One limitation of CNVseq-AOH is that it cannot be used for the detection of mosaic AOH. So, we did not include the 4 cases with mosaic AOH for testing in the first place. Based on the signals for these 4 cases (Supplementary Fig. 4), CNVseq-AOH possesses the potential for predicting mosaic AOH. This may require a different model and a great number of ascertained positive cases with mosaic AOHs for model training, which is an interesting topic but beyond the scope of this study. Another limitation of the current study is the performance of CNVseq-AOH for the detection of AOHs on the X chromosome. With a depth of 0.1-fold, a detection sensitivity of only 59.49% was achieved for the 79 AOHs on the X chromosome in the 1KGP. In phase three of the 1KGP, variants on the X chromosome were phased without the pedigree-based correction using Eagle2 (http://ftp.1000genomes.ebi.ac.uk/vol1/ftp/data_collections/1000G_2504_high_coverage/working/20201028_3202_phased/README_SNV_INDEL_phasing_111822.pdf), resulting in less number of SNPs per 1 Mb. So, the information of biallelic SNPs in the VCF file for the X chromosome is insufficient to calculate the probabilities for resampled reads. Actually, this is not a limitation of CNVseq-AOH, which means that, with sufficient information in the reference panel, CNVseq-AOH also possesses the potential to provide high prediction sensitivity for AOHs located on the X chromosome. Next, we plan to reanalyze these samples to optimize the performance of CNVseq-AOH for the detection of AOHs on the X chromosome.

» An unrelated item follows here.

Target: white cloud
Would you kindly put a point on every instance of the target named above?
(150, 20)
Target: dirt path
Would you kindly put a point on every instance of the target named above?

In this study, we investigated sequencing depth on model performance in the 1KGP. In general, the prediction sensitivity of CNVseq-AOH increased with sequencing depth. However, data in the 1KGP was generated using various sequencing parameters (different sample types, library construction protocols, sequencing platforms, etc.), so the evaluation of sequencing depth may be biased. For clinical laboratories, depth evaluation using real clinical samples and uniform sequencing parameters is necessary before clinical application.

Conclusions

In summary, we developed a method for predicting the absence of heterozygosity using LP-WGS data, which overcomes the sparse nature of typical LP-WGS by combing population-based haplotype information, adjustable sliding windows, and RNN. Next, we plan to apply our method to clinical pregnant women who underwent prenatal diagnosis, thereby further evaluating the performance and potential utility of CNVseq-AOH under realistic clinical scenarios.